Summary
Evaluating patients with diabetes in a diabetes-specific emergency department short-stay unit
Affiliation of the authors
DOI
Quote
Matías Soler P, Gil Mosquera M, Perales Muñoz R, Corbatón Anchuelo A, González del Castillo JM. Evaluating patients with diabetes in a diabetes-specific emergency department short-stay unit. Rev Esp Urg Emerg. 2024;3:20–2
Summary
BACKGROUND. The COVID-19 pandemic led to poor continuity of care at the primary care level, a situation that increased the number of patients with diabetes attended in hospital emergency departments. Our department created a diabetes-specific shortstay unit for managing recently diagnosed disease in patients who did not require hospitalization.
OBJECTIVE. To evaluate the results of opening the short-stay unit, including whether the course of disease improved.
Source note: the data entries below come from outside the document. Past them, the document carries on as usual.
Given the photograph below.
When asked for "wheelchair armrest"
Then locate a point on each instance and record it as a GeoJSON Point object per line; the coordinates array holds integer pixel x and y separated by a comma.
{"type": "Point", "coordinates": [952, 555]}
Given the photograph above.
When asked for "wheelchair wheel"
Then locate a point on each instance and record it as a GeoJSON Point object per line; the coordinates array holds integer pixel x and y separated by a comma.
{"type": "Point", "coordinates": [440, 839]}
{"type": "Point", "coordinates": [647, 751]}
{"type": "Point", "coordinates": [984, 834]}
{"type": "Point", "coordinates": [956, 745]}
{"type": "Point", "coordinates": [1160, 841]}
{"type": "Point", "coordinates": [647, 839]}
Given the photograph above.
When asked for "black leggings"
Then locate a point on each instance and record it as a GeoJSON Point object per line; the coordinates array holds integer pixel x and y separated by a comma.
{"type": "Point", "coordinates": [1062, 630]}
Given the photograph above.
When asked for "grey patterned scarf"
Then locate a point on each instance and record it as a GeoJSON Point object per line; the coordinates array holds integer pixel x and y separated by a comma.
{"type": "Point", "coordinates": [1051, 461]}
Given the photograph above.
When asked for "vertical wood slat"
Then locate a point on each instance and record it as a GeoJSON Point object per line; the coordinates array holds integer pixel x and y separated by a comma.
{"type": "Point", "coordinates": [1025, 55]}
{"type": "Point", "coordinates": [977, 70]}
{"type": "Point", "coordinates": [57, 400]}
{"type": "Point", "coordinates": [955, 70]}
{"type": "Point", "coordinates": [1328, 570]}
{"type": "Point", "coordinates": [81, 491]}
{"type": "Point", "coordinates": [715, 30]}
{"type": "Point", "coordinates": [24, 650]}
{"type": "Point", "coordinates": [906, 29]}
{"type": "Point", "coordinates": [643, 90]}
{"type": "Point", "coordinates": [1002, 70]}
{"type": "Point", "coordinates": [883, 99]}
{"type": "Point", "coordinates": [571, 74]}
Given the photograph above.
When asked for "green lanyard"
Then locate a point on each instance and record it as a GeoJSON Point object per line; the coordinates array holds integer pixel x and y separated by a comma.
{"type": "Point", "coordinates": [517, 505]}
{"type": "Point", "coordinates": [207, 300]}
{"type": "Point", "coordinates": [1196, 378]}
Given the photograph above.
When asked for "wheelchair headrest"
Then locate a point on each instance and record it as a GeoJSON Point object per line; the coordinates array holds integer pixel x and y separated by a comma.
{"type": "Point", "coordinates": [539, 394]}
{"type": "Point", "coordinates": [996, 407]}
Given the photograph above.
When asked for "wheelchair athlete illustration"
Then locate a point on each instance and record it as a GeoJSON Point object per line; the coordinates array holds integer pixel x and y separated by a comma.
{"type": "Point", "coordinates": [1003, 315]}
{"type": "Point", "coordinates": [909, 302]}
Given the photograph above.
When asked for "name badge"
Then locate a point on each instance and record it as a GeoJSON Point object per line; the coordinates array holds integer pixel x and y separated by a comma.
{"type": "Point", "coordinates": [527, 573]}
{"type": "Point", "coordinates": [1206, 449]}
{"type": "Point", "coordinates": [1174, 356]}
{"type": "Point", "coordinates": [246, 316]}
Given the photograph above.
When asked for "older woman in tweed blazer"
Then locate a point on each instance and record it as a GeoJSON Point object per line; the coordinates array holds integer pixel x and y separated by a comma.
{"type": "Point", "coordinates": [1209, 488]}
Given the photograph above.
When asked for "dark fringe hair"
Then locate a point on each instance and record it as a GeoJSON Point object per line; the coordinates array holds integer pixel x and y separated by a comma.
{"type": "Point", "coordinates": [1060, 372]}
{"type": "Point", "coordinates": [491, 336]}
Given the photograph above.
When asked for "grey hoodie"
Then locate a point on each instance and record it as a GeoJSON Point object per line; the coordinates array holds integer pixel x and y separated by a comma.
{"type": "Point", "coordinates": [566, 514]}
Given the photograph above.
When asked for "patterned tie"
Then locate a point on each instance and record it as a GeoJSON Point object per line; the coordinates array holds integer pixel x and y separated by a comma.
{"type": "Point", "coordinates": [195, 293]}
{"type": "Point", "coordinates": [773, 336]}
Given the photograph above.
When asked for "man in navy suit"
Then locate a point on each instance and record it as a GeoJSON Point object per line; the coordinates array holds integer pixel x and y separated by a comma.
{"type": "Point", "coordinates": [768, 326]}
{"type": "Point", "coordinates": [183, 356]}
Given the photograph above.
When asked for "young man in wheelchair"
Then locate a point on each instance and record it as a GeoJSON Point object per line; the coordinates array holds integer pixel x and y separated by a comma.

MATERIALS AND METHODS. Single-center, retrospective, observational analysis. We included all patients over the age of 18 years treated in the diabetese short-stay unit between October 1, 2021, and June 30, 2022. Demographic and metabolic data were extracted from records, as were patient revisits and hemoglobin A1c (HbA1c) levels after treatment.
RESULTS. Sixty patients were included; 58.18% were men, and the median age was 59 years. Cardiovascular disease was common and diabetes was poorly controlled. After the short-stay unit was opened, the 30-day revisiting rate for diabetic complications was minimal, at 1.82%, whereas the all-cause revisiting rate was 10.91%. HbA1c levels decreased over a 6-month period.
CONCLUSIONS. Diabetes control improved after implementation of the short-stay unit. Such short stay units could be cost-efficient.